PAX3

At least one PAX3 gene variant (also known as a mutation) has been identified in individuals with craniofacial-deafness-hand syndrome, a condition characterized by distinctive facial features, profound hearing loss, and abnormalities of the hand muscles that can restrict movement. The variant replaces a single protein building block (amino acid) called asparagine with another amino acid called lysine at position 47 in the PAX3 protein (written as Asn47Lys or N47K). This variant appears to affect the ability of the PAX3 protein to bind to DNA. As a result, the PAX3 protein cannot control the activity of other genes and cannot direct the neural crest cells to form specialized tissues. A lack of specialization of neural crest cells leads to the impaired growth of craniofacial bones, nerve tissue, and muscles seen in craniofacial-deafness-hand syndrome.

PAX3 gene variants have been identified in people with Waardenburg syndrome, a group of genetic conditions that can cause hearing loss and changes in coloring (pigmentation) of the hair, skin, and eyes. Specifically, PAX3 gene variants can cause Waardenburg syndrome types I and III.
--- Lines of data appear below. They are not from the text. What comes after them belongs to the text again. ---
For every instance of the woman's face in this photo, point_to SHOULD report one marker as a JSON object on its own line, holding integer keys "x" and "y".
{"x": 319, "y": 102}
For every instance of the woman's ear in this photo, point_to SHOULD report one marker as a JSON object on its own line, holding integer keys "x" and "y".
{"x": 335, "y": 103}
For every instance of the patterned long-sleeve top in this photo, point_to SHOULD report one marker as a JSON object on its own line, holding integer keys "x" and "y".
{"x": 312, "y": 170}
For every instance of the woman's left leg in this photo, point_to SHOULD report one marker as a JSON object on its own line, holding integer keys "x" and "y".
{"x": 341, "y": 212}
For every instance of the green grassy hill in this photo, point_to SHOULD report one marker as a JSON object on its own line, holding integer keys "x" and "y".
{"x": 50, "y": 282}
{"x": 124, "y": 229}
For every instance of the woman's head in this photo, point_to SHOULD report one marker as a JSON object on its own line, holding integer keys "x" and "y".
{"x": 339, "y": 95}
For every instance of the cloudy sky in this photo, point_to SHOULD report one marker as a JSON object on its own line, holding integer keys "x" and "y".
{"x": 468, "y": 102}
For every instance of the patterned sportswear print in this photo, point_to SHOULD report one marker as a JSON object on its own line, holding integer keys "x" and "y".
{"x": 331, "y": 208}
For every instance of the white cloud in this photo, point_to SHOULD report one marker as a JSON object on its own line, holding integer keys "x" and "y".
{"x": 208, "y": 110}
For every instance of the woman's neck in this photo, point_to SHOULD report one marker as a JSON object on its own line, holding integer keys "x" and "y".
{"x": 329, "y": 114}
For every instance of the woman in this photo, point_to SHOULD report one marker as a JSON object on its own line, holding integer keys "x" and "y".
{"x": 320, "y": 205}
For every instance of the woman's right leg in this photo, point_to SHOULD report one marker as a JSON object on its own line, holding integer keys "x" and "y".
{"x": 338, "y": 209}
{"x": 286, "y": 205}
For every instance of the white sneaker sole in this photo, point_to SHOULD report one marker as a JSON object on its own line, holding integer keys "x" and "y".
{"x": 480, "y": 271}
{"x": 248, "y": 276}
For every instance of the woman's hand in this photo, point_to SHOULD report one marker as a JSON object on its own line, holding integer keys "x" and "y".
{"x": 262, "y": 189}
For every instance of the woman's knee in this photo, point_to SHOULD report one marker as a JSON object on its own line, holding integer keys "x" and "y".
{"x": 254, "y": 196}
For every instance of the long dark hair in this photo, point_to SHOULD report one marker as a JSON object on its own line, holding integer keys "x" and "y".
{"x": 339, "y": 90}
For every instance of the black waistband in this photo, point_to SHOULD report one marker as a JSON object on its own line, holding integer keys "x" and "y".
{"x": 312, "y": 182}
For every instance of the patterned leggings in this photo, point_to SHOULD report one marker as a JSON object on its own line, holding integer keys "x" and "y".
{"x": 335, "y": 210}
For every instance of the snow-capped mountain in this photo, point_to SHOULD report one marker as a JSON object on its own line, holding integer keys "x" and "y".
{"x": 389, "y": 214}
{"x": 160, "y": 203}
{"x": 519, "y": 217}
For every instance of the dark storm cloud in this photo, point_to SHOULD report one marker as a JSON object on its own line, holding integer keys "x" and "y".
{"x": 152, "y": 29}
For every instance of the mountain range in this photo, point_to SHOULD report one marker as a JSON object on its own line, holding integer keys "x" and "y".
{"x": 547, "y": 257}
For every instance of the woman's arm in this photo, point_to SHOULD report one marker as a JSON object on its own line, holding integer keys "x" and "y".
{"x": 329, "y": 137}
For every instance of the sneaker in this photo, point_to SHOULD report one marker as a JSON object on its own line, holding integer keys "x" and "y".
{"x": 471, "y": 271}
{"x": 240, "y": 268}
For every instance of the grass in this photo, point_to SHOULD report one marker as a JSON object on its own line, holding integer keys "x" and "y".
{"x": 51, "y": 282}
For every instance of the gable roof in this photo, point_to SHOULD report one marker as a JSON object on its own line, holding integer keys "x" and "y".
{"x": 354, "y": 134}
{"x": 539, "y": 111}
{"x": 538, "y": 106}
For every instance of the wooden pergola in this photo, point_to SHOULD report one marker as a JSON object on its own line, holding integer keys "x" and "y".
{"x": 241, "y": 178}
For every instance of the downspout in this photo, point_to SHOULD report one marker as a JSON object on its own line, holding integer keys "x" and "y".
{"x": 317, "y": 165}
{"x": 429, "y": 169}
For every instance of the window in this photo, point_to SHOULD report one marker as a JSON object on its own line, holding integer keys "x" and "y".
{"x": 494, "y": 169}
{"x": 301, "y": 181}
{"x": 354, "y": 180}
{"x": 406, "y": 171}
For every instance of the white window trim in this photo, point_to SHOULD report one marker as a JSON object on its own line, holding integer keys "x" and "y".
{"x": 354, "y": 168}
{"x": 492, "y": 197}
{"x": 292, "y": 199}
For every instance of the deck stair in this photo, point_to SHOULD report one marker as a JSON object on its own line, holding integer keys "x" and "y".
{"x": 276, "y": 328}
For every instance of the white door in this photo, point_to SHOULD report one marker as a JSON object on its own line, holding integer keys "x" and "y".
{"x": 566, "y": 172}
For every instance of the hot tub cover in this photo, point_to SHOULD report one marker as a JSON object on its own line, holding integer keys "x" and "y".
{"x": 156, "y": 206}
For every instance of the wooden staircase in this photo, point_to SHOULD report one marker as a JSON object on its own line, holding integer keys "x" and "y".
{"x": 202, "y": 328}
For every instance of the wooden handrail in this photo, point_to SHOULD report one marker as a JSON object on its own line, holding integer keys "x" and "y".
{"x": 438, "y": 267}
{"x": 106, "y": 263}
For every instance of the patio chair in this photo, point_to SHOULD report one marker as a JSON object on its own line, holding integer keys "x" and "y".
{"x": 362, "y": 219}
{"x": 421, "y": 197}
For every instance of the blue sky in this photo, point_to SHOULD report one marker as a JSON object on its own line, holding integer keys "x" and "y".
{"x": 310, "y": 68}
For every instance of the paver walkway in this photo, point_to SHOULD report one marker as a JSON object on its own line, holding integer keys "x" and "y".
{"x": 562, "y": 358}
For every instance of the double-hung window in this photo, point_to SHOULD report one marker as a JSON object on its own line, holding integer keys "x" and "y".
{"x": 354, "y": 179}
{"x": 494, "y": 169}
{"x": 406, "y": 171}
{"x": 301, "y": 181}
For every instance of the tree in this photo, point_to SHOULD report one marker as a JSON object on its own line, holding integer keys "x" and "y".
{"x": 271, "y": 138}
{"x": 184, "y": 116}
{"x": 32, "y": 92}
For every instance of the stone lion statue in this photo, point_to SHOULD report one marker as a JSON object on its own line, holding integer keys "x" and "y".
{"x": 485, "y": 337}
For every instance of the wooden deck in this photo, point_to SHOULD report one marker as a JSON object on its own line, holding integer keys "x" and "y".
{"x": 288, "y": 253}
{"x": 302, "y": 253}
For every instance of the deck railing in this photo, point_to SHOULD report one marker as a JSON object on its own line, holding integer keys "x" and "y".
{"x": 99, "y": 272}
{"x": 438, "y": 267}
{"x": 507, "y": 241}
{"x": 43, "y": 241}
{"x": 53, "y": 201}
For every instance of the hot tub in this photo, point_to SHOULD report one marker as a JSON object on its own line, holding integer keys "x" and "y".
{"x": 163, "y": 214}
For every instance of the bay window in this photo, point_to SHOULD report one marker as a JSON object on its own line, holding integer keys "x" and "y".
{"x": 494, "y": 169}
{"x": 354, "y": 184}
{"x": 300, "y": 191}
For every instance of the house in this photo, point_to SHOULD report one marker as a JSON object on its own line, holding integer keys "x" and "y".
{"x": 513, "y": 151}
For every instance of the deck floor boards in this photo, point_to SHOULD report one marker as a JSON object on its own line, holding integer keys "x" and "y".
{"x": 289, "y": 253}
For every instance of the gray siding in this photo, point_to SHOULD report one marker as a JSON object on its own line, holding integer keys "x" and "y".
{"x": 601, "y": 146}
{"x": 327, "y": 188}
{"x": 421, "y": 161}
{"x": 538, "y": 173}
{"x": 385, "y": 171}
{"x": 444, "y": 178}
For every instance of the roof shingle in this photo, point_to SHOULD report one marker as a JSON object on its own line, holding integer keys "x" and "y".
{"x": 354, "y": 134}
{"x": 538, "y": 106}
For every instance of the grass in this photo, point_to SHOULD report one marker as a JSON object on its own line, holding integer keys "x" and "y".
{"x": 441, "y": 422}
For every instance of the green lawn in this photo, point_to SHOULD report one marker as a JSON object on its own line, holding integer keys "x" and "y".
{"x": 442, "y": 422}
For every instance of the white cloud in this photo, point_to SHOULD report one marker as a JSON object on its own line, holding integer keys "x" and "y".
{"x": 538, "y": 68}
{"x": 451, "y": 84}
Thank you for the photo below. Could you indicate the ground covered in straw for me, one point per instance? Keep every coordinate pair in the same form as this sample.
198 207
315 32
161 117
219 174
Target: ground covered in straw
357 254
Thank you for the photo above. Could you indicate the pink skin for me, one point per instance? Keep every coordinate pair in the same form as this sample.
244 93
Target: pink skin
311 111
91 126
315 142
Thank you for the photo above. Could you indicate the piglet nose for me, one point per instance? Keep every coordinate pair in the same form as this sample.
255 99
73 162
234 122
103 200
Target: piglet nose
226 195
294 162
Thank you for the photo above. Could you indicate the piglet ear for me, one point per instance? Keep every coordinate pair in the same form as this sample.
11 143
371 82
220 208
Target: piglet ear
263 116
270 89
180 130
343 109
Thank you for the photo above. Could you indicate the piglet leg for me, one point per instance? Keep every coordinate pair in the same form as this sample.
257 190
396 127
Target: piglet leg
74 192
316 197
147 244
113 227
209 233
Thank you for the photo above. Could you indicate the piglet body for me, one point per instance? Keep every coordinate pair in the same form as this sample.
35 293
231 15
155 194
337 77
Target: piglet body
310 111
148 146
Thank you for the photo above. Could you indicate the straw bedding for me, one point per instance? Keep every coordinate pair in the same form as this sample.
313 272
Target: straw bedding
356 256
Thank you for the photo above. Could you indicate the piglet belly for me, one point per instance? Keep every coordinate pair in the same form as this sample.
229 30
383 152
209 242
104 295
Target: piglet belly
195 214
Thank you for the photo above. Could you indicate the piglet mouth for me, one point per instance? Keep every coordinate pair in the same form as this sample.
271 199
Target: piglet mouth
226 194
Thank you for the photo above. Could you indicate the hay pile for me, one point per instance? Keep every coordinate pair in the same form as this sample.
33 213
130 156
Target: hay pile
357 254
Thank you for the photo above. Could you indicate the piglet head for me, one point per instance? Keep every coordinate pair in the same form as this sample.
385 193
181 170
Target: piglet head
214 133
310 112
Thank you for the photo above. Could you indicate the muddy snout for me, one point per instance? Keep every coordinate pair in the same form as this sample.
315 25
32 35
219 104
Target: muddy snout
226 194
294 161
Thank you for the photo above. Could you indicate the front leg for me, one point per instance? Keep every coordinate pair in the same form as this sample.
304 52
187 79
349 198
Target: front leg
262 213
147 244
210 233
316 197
Some of these variants change single amino acids in the PAX3 protein. Other variants lead to an abnormally small version of the PAX3 protein. Researchers believe that all PAX3 gene variants have the same effect: they prevent the PAX3 protein from binding to DNA and regulating the activity of other genes. As a result, melanocytes do not develop in certain areas of the skin, hair, eyes, and inner ear, leading to hearing loss and the patchy loss of pigmentation that are characteristic features of Waardenburg syndrome. Additionally, loss of PAX3 protein function disrupts development of certain bones and muscles, producing abnormalities of the arms and hands in people with Waardenburg syndrome type III.

Rearrangements of genetic material involving the PAX3 gene are associated with a cancer of muscle tissue called alveolar rhabdomyosarcoma, which typically affects adolescents and young adults. This genetic change is somatic, which means that it is not inherited and occurs only in the cells that give rise to cancer. The rearrangements cause the PAX3 gene to be fused with another gene, most commonly the FOXO1A gene (also called FKHR) on chromosome 13. The protein produced from the fused PAX3-FOXO1A gene has an increased ability to activate genes involved in myogenesis and can prevent cell death. As a result, muscle cell growth becomes uncontrolled, which can lead to this cancer of muscle tissue.

Somatic rearrangements involving the PAX3 gene are also associated with a cancer of the nasal passages and sinuses called biphenotypic sinonasal sarcoma. This type of cancer usually occurs in adulthood and affects women more often than men. The genetic rearrangements involved in biphenotypic sinonasal sarcoma fuse the PAX3 gene with another gene, most commonly the MAML3 gene on chromosome 4. The protein produced from the fusion gene is overactive and turns on genes involved in the development of structures in the nasal passages and sinuses abnormally. As a result, cells in these structures can grow without control, forming a tumor.